WATERLOO

  • IGNACIO CAMACHO-ABC
  • Puigdemont se cree en Waterloo pero ya está en su Santa Elena, el limbo en que los suyos lo van a quitar de en medio

SI algún día se organiza una colecta para pagarle a Puigdemont la fianza o algún gasto de su vida errante –menos la factura de los abogados, porque algunos han defendido a etarras–, un servidor depositará en ella un óbolo: simbólico, eso sí, como la declaración de independencia o como esa presidencia honorífica que le ofrece desde la cárcel Oriol Junqueras. Se lo debemos los columnistas en agradecimiento a los jornales que nos ha dado a ganar los días del pánico al folio en blanco, esas malditas horas baldías en que el cierre apremia sin que el cerebro detecte nada parecido a una idea. Qué hubiese sido de nosotros sin la escapada hacia ninguna parte de este hombre que está acabando devorado por su propia peripecia aventurera, consumido en la melancolía del fracaso, encerrado en la parodia de una estrambótica epopeya.

En esa desorientada saga-fuga, que le ha llevado a perder el sentido de la realidad y del discernimiento, le faltaba creerse Napoleón, y ya lo ha hecho. Está a cinco minutos de pasearse con un gorrito de piantao, como dicen los porteños, dando trancos con una mano a la espalda y otra en el pecho. La ocurrencia de alquilar una casa en Waterloo, probablemente destinada a sede de una fantasmal república en el destierro, revela hasta qué punto el prófugo ha extraviado la conciencia de la situación para enredarse en el laberinto de un pensamiento ilusorio, de un trastornado devaneo. Después de sus mensajes de perdedor, el numerito del clown triste a lo Charlie Rivel, sólo faltaba este lapsus de megalomanía para confirmar la sospecha de un serio complejo. El que barruntaba ayer Gistau, citando a Víctor Hugo: ese estado de levitación mental en que una persona trata de encajar el mundo en el molde irreal, ajeno, grandilocuente o quimérico que ha fraguado en su cerebro.

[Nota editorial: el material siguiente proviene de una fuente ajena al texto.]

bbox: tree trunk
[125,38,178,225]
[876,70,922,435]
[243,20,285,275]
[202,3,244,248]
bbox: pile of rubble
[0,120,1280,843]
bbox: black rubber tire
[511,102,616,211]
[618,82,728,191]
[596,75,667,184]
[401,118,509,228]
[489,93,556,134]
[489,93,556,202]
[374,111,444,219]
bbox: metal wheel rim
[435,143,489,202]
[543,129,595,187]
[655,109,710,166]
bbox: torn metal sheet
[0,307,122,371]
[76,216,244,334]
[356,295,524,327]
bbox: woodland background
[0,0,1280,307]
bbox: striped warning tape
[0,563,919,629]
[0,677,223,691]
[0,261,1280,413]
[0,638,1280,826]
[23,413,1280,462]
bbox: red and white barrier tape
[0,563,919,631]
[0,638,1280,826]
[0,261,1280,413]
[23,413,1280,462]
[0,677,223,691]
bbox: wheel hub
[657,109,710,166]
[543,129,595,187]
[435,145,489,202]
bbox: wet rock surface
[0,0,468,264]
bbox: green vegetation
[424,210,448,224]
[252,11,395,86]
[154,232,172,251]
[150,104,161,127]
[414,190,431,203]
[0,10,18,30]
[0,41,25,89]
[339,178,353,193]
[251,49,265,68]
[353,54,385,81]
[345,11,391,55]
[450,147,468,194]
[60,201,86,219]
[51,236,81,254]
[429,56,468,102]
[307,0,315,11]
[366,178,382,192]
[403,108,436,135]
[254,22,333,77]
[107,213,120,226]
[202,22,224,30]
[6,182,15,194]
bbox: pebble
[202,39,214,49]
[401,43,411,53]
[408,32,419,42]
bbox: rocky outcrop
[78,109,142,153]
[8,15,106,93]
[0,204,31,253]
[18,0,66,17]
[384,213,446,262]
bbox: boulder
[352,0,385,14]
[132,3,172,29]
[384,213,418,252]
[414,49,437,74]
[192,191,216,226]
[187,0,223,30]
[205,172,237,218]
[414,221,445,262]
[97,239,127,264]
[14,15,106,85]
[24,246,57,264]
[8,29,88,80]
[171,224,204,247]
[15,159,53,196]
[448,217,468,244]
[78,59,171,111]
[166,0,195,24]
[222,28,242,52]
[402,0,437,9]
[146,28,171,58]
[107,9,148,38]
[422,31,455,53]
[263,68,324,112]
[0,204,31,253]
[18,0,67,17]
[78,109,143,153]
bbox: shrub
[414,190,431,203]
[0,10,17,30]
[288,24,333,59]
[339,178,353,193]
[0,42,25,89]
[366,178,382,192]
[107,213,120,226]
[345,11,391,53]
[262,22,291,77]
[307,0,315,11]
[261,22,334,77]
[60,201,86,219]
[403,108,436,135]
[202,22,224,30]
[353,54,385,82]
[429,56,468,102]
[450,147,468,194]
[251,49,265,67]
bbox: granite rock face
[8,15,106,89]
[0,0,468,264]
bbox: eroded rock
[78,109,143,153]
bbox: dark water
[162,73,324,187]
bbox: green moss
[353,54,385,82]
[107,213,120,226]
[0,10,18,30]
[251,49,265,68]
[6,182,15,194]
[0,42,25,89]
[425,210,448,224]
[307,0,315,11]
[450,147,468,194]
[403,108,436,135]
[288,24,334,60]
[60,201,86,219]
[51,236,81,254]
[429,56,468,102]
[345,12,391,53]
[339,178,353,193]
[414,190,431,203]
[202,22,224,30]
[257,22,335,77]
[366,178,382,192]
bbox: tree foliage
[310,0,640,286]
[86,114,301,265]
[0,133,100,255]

Produce incluso un poco de pena esa suerte de encantamiento. Porque mientras la caricatura de lo que queda de Puigdemont pasea su nostalgia por Flandes, basculando entre imaginarios retornos victoriosos y descalabros inducidos por la traición de los cernudianos caínes sempiternos, en la Cataluña a la que quizá ya nunca pueda regresar le están enajenando el control del «proceso». Todavía está por ver que en sus ratos de lucidez se haya dado cuenta de que ya estorba los planes de quienes aún se dicen sus compañeros. De que hay en marcha una conspiración para apartarlo de una vez y solucionar el bloqueo, conservándole muy solemnemente la legitimidad simbólica –todo son símbolos en el nacionalismo, que es más una creencia que una ideología– envuelta en el celofán de un aparente respeto. Y llegará un momento, no demasiado lejano, en que tanto simbolismo se convertirá en la expresión retórica de un verdadero apartamiento. Entonces acaso comprenda que ni siquiera está en Waterloo sino en Santa Elena, y de que lo habrán quitado, nada simbólicamente, de en medio.